German novelist, dramatist, short story writer, poet, screenwriter, and biographer.

Neumann is notable for his historical novels that focus on the abuses and danger of ambition and power. Critics maintain that he contributed to the revival of the genre by using past events to symbolize the political situations of his day, such as the rise of the Nazi party in Germany in the 1930s. Although well-respected during his lifetime, he is now often overshadowed by his contemporaries, particularly Herman Hesse, Thomas Mann, and Franz Werfel.

Biographical Information

On October 15, 1895, Neumann was born into a wealthy, Jewish family in Lautenburg, West Prussia, which is now part of Poland. A few years later his family moved to Berlin. Neumann attended schools in Berlin and Rostock before traveling to Munich to study art history and German history. Wounded in 1915 while serving in World War I, he began to write poetry while recuperating from his injuries. He returned to Munich in 1917, publishing his collection of his poems, Die Lieder vom Lächeln und der Not, that same year. He resumed his studies in 1920, receiving a degree in romance languages and literature. In 1926, he published a few collections of short fiction and his first historical novel, Der Teufel,for which he received the Kleist Prize. Neumann left Munich for Italy in 1933 to escape the Nazi regime in Germany. When Europe became untenable, he moved to the United States in 1941. Settling in Los Angeles, he worked as a screenwriter for Warner Bros. Pictures and became an American citizen in 1946. He died in Lugano, Switzerland, on October 3, 1952.

Major Works

Neumann's major themes are the dynamics of power and guilt, in particular the abuse and corruption that can result from absolute power, and the effects of guilt on the individual. In Der Teufel, a barber named Oliver Necker rises to become a trusted advisor and confidant to King Louis XI. Wheb Louis seduces Oliver's wife, Anne, Oliver plots against the monarch, isolating him from his staff and his friends. Eventually, Oliver becomes head of state but is executed after Louis's death. Der Patriot, is also rooted in historical fact. A group of Russian nobles, including the honorable Count Peter von der Pahlen, conspire to overthrow the despotic rule of Tsar Paul. Paul's son, Alexander, agrees to assume the throne as long as his father's life is spared.

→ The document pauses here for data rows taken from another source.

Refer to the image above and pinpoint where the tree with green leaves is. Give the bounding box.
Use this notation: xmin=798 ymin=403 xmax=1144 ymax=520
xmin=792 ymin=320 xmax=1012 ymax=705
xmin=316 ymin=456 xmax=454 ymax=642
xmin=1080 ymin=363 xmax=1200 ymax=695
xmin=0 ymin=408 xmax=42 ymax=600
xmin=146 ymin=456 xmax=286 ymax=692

Yet when Paul is killed, Pahlen kills himself, as he had pledged his life to Alexander that no harm would come to the Russian ruler.

Critical Reception

Most critics agree that Neumann's work has been surpassed by that of his better-known contemporaries. Stylistically, reviewers have found his novels wordy and dull; they have also derided his poor attention to detail and historical fact. Yet most commentators have praised his insightful and perceptive observations of the human condition, particularly his depiction of unscrupulous and ambitious individuals who eventually are corrupted by greed and insecurity.